Au sein du régime, des facteurs de décomposition sont apparus. Quatre ministres ont fait défection derrière Patrick Pillay. Il a constitué un nouveau parti politique, Lalyans Seselwa, Parti des Seychelles pour la Justice et la Démocratie (SPSD) qui a adhéré à la fédération de l’opposition.
Cette remise en mouvement de la société civile s’est également traduite par une plus grande audace des juges. Si la Cour constitutionnelle a jugé illégale la loi sur les rassemblements publics, c’est à mon avis que les juges ont pensé « Si nous ne défendons pas la démocratie, qui le fera puisque l’opposition n’a plus sa place à l’assemblée nationale ? »
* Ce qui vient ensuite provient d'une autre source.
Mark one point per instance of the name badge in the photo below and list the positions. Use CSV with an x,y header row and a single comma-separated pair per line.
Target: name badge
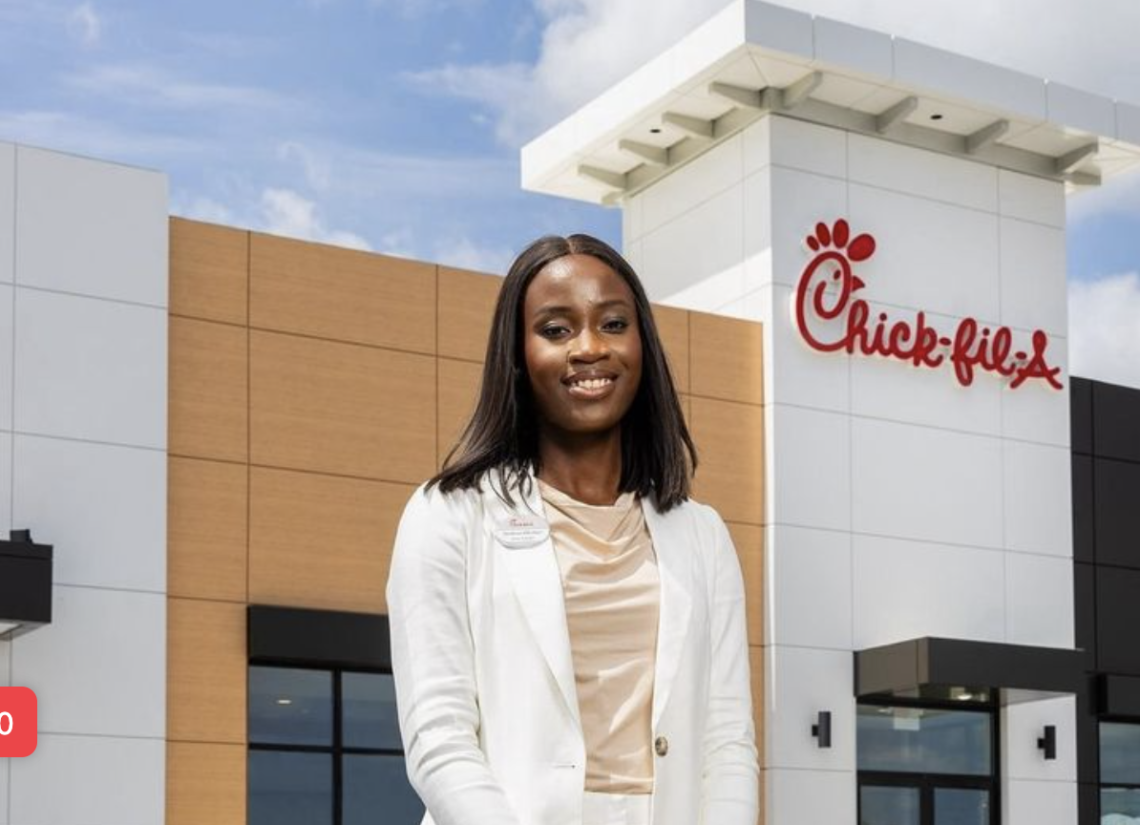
x,y
519,532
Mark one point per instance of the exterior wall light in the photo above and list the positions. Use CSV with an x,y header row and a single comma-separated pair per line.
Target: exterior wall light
x,y
25,585
822,728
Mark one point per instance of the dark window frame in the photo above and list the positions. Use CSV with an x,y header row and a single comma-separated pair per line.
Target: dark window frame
x,y
926,783
336,750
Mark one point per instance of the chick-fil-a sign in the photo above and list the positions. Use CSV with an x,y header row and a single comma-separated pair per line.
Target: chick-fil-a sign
x,y
827,293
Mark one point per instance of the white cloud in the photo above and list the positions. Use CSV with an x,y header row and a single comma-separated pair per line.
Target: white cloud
x,y
1105,328
84,24
589,45
149,86
286,212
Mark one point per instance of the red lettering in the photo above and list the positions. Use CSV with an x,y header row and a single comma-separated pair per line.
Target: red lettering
x,y
919,343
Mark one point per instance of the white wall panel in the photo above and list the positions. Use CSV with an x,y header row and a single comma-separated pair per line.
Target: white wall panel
x,y
928,174
91,228
1039,498
808,147
104,507
800,683
757,229
809,797
90,781
929,255
1039,597
1029,802
7,337
756,145
1033,288
6,439
811,463
89,368
7,211
808,587
100,667
1031,198
694,260
692,185
887,388
925,483
1036,411
798,374
1023,724
804,199
908,589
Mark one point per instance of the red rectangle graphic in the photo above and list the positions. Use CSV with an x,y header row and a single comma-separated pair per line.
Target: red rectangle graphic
x,y
17,721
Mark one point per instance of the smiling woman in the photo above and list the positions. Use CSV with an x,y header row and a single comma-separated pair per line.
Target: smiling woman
x,y
568,626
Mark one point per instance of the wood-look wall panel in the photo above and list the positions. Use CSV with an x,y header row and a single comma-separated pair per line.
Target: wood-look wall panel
x,y
730,439
749,542
205,671
206,529
726,358
673,327
208,391
209,271
458,390
205,783
320,541
342,408
466,302
341,294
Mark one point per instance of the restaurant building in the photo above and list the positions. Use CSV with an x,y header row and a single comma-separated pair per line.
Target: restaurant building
x,y
855,245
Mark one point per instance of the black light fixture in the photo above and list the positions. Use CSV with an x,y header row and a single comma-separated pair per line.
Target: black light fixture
x,y
25,585
822,728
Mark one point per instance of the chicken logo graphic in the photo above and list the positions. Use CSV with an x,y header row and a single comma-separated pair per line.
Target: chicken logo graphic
x,y
832,318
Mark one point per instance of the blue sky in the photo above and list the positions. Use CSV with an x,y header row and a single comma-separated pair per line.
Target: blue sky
x,y
396,124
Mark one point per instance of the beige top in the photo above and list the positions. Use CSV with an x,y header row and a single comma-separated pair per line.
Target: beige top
x,y
612,596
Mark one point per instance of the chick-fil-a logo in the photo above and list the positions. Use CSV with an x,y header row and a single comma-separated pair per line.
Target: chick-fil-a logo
x,y
827,292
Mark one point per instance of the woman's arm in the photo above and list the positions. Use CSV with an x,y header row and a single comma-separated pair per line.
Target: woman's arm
x,y
730,786
433,664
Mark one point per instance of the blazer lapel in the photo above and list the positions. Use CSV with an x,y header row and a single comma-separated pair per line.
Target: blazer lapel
x,y
534,574
674,560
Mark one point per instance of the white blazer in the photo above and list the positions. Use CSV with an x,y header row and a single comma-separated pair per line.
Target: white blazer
x,y
485,681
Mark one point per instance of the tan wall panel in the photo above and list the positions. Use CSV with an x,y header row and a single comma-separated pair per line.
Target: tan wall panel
x,y
205,671
342,408
205,784
320,541
206,529
466,302
749,542
730,439
208,392
342,294
458,390
673,327
209,271
726,358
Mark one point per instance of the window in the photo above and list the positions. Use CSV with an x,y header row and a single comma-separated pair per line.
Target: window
x,y
930,764
325,749
1120,774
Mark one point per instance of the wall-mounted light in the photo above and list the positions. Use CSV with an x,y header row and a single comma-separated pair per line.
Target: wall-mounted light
x,y
25,585
822,728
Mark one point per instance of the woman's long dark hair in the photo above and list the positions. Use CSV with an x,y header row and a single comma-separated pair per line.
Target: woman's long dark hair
x,y
657,452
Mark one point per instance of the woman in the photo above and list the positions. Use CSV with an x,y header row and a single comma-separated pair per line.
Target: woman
x,y
568,626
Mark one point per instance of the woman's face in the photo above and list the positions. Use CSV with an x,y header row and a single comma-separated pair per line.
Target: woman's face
x,y
581,344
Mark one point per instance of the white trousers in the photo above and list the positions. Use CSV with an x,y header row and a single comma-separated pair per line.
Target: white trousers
x,y
616,809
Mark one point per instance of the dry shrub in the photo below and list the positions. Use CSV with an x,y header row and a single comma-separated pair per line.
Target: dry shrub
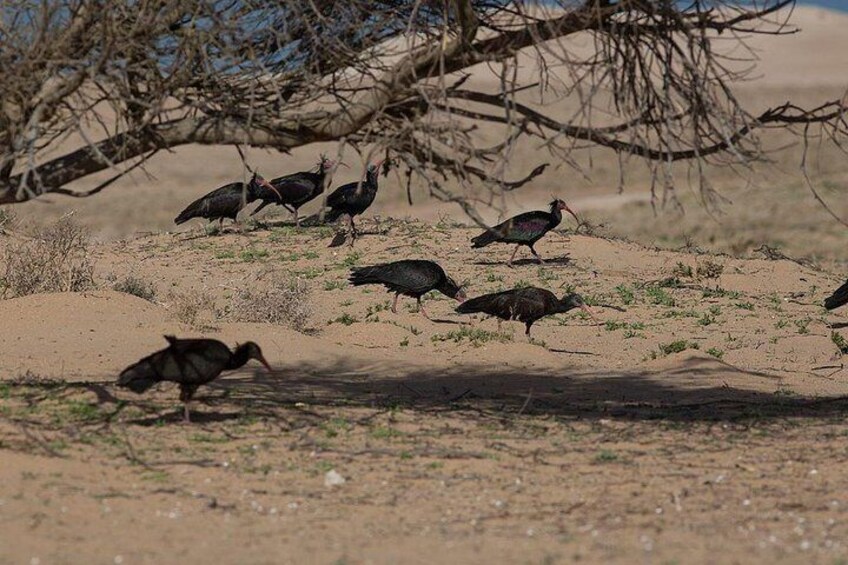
x,y
189,307
136,286
282,302
55,259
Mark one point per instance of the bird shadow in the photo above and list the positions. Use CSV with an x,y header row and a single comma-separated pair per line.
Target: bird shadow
x,y
561,261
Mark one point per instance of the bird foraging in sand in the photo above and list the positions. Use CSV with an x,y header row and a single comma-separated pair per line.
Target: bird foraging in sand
x,y
227,201
190,363
523,304
524,229
410,277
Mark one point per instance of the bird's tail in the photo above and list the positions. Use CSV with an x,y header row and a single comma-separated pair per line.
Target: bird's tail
x,y
473,305
484,239
184,216
136,381
365,275
838,298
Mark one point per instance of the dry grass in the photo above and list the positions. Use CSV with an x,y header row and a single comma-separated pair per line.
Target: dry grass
x,y
283,302
137,286
55,259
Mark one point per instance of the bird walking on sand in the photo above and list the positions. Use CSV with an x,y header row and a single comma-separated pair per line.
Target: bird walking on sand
x,y
410,277
354,198
523,304
227,201
524,229
297,189
190,363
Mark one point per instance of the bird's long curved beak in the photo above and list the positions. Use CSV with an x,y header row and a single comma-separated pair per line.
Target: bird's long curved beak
x,y
586,309
271,187
265,363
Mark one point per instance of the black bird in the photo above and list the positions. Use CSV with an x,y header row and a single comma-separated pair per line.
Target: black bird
x,y
297,189
410,277
838,298
524,229
227,201
523,304
189,362
354,198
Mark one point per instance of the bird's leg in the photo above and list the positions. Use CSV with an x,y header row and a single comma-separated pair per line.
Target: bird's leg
x,y
421,308
539,257
512,258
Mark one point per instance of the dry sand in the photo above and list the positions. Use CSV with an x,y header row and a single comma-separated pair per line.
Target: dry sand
x,y
702,423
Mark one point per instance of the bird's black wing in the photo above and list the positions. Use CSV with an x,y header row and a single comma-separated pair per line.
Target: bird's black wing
x,y
415,277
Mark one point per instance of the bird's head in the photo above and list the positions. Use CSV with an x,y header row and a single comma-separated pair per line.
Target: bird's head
x,y
559,204
572,301
253,351
259,180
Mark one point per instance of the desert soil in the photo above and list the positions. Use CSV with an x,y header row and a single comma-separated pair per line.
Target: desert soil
x,y
702,420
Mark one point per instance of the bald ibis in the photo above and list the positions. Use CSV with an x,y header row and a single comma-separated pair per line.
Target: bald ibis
x,y
190,363
523,304
410,277
297,189
227,201
354,198
838,298
524,229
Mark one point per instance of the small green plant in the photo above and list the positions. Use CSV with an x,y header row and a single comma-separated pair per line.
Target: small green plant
x,y
803,325
709,269
659,296
345,319
334,285
715,352
677,346
681,270
475,336
625,294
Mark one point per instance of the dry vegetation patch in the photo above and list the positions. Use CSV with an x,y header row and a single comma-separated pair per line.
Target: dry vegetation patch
x,y
56,258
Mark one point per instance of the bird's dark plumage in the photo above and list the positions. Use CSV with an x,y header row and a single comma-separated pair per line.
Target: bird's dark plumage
x,y
523,304
355,197
410,277
838,298
296,189
225,202
188,362
524,229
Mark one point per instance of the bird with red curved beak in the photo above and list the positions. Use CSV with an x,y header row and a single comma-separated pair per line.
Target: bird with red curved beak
x,y
524,229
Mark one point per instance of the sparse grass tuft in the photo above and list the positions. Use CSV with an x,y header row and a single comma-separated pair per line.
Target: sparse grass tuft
x,y
283,302
56,259
475,336
137,286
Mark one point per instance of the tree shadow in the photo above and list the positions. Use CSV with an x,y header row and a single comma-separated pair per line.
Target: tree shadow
x,y
696,389
554,261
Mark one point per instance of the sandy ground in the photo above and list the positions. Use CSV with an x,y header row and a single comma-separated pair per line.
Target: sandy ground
x,y
701,421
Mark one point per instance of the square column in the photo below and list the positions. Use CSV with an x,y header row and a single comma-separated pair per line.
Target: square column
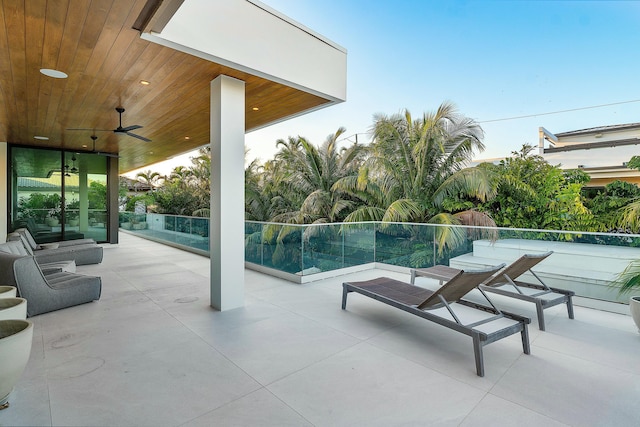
x,y
226,236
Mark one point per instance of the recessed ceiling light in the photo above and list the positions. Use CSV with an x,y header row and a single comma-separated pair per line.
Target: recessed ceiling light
x,y
53,73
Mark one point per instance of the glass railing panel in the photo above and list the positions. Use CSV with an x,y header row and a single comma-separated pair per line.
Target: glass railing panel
x,y
359,243
583,262
253,246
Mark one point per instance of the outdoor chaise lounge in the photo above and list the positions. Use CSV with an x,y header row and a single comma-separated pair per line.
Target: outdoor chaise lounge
x,y
505,283
82,254
46,293
445,306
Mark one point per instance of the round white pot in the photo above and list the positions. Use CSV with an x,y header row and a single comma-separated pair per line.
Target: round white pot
x,y
13,308
634,307
16,337
7,291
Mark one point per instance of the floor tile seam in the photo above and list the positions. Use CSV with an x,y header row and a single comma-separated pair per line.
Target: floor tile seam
x,y
262,387
431,368
312,364
514,402
346,333
214,348
608,365
217,408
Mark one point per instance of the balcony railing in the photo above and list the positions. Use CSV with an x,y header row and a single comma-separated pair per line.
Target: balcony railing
x,y
582,261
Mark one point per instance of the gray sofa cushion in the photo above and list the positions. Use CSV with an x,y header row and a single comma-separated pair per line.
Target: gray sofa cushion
x,y
82,254
62,243
17,248
44,294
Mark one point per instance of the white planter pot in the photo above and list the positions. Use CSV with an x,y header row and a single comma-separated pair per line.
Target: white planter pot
x,y
7,291
13,308
16,337
634,307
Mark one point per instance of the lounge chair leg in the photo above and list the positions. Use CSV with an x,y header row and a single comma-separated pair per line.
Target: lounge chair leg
x,y
477,351
540,311
344,296
570,306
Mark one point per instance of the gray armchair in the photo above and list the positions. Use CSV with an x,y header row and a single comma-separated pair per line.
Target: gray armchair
x,y
46,293
82,254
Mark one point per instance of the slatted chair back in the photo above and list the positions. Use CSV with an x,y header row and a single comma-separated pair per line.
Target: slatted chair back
x,y
458,286
518,268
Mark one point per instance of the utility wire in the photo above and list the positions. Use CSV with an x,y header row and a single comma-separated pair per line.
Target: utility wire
x,y
558,112
520,117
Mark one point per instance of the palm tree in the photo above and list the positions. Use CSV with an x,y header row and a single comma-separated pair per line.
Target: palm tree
x,y
149,178
310,173
417,165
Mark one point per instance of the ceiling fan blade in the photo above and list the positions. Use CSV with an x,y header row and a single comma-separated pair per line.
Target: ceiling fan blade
x,y
100,153
128,128
138,136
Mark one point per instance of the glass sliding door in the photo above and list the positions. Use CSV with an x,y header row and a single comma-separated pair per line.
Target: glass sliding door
x,y
58,195
36,178
87,202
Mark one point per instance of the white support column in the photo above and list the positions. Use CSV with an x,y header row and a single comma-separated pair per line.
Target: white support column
x,y
4,164
226,236
83,197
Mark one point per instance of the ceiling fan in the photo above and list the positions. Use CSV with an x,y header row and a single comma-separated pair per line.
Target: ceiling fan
x,y
100,153
126,130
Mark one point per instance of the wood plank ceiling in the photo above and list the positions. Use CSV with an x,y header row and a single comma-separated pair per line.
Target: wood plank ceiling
x,y
105,58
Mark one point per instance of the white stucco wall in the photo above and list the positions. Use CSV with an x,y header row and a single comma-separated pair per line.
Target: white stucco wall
x,y
252,37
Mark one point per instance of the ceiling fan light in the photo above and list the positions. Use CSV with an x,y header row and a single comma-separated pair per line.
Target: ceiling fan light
x,y
56,74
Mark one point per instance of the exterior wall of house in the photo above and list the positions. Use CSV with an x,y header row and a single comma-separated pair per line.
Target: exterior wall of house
x,y
601,152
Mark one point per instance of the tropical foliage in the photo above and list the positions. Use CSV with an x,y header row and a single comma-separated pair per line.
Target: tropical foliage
x,y
414,170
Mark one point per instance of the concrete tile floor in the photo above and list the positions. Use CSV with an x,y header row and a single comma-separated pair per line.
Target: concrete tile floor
x,y
152,352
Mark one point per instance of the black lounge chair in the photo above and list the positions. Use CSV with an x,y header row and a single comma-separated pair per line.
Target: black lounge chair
x,y
505,283
438,306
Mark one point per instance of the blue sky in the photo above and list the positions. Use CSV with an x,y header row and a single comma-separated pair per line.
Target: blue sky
x,y
492,59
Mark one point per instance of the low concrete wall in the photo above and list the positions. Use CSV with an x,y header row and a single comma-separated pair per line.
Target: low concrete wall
x,y
586,269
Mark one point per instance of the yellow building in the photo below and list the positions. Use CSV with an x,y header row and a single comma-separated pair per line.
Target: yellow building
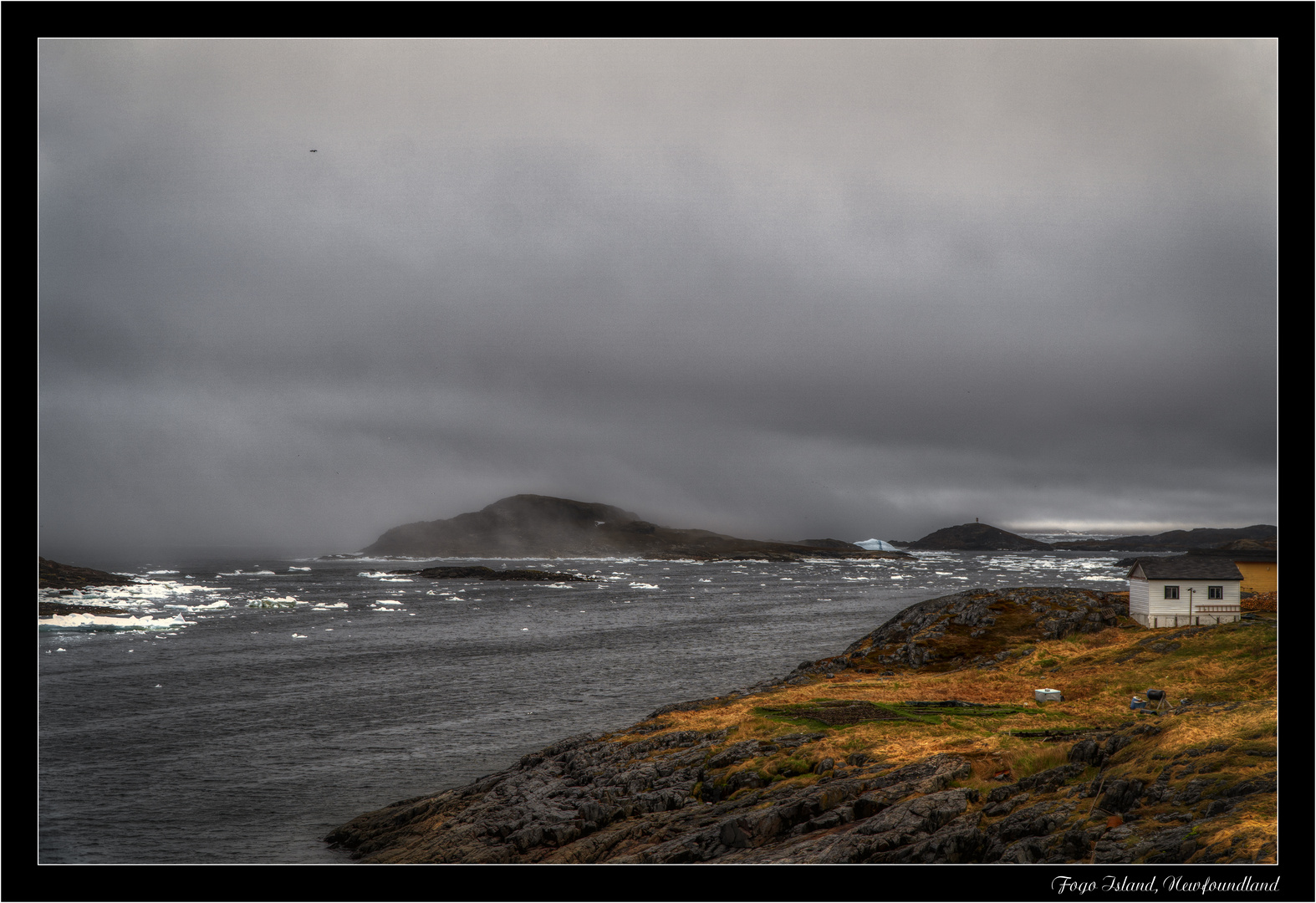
x,y
1258,575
Les juges se sont sentis investis de cette responsabilité. Ceci fait partie de ce que j’appelle la remise en mouvement de la société seychelloise. Ce processus nous parait conduire inéluctablement l’opposition à gagner les prochaines aux élections législatives. Ce serait la première fois depuis l’indépendance des Seychelles.
– Votre absence à l’Assemblée nationale vous a cependant occasionné certains préjudices. Vous avez perdu le financement public des partis politiques, et le régime a « emprunté » des pans entiers de votre programme ?
– Effectivement, James Michel n’a pas hésité à s’emparer de bien des aspects de notre programme économique de 2008. Récemment, dans son discours inaugural de la rentrée de 2016 à l’Assemblée nationale, il s’est dit favorable à la dépénalisation de l’homosexualité entre adultes consentants. En décembre, nous avions affiché cette revendication. Lui n’avait pas eu le courage de se prononcer là-dessus. Grâce à notre campagne il a vu que les Seychellois n’étaient pas hostiles à cette mesure. Mais il ne suffit pas de copier le programme de l’opposition. Nous lui disons « chiche ! Organisons un vaste débat national là-dessus, puis un référendum. »
– Il y a une mesure emblématique de votre programme qu’il n’a pas osé reprendre à son compte, c’est la dépénalisation de la consommation de cannabis ?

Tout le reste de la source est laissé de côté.